The strategic justification of the Golden Rule works if the other side is able to apply some variant of a "tit for tat" strategy.
That means, it doesn't work for our relation to lower animals. We can continue to kill mosquitoes. Some higher animals are quite able to respond to our behaviour, and to show some reaction similar to "tit for tat". If we are interested in good relations with such an animal, following the Golden Rule may be a reasonable idea – but in fact not very good one, because the interests are far too different.
The strategic justification is helpful also if we have to decide how to apply the Golden Rule if there is no symmetry between different people.
The problem is that simple formulations of the Golden Rule assume symmetry between different people. As far as such a symmetry exists, the rule not to do to others what you don't like to be done to yourself works nicely. It doesn't work that nice if people are different. The professional kick-boxer would not care much if other people, just for fun, would start to beat him. Would it be in agreement with the Golden Rule if he would, just for fun, start to beat old ladies? Certainly not. It follows that it is not symmetry of behaviour which counts.
As another example, the "general" rule to kill those who have homosexual sex may be considered as formally not violating the Golden Rule. If all people would have the same sexual preferences, it would indeed not violate the Golden Rule.

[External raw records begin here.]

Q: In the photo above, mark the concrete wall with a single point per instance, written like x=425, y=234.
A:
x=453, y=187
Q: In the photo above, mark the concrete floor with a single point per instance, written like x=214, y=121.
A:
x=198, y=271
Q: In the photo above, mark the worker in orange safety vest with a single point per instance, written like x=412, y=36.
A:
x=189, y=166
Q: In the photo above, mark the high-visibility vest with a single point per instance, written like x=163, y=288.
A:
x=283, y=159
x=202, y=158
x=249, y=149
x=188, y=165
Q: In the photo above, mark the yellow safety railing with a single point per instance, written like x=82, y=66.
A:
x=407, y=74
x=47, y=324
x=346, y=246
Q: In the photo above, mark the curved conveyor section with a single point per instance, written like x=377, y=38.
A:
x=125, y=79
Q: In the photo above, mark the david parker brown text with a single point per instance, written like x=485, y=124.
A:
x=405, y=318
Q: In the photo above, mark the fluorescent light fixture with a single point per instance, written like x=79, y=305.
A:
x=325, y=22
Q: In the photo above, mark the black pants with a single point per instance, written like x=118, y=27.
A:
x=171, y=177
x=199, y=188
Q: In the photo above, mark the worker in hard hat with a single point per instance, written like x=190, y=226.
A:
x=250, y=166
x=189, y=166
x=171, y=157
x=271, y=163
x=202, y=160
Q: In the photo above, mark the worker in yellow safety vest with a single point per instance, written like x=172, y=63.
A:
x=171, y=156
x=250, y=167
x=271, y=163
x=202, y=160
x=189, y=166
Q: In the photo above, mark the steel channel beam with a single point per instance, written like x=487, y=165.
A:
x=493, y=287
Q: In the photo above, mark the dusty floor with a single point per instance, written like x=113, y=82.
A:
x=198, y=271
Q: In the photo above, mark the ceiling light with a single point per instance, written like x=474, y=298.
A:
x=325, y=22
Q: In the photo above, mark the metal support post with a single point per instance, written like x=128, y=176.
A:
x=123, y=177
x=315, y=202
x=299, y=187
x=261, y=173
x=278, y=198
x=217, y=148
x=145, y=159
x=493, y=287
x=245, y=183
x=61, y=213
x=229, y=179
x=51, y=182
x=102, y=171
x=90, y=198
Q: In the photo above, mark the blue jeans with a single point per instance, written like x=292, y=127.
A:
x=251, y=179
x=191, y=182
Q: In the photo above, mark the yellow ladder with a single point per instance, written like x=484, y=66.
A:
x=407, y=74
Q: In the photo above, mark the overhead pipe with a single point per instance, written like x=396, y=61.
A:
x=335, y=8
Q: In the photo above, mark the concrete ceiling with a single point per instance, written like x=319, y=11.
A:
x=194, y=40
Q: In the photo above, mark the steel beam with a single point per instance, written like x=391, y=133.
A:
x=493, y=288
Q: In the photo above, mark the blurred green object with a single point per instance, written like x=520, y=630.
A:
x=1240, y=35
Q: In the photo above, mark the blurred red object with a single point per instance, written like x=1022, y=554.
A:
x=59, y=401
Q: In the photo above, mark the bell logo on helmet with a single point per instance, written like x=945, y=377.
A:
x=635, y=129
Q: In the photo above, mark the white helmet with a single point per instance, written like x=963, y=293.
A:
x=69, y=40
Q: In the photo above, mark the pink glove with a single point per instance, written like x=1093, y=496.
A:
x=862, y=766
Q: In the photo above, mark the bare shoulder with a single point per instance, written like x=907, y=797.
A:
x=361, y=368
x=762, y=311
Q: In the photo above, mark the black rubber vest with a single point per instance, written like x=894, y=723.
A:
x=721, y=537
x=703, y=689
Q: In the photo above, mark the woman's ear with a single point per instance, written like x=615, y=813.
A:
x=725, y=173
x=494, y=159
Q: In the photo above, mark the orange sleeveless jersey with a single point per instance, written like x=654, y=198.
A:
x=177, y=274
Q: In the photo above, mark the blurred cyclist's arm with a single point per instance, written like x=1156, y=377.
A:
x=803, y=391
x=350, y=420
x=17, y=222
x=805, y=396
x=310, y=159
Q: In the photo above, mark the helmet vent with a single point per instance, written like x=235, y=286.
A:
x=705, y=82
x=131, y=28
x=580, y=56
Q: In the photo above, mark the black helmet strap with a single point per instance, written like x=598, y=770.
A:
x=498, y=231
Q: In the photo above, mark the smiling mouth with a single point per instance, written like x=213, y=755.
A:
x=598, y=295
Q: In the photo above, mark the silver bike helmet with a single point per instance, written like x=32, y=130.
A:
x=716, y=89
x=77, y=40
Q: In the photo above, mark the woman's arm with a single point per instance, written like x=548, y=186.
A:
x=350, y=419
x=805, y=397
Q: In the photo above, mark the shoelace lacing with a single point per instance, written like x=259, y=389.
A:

But if people are different, and the strategic justification of the Golden Rule shows that it is not about formalities, in particular not about formal equality of different people, but about cooperation. That means, one should take into account the particular interest of the others. You should not do things which violate the interests of others, if you do not accept that others violate your interests in a similar way. Thus, once gays have other sexual interests, you should not force them to follow your own pattern of sexual behaviour.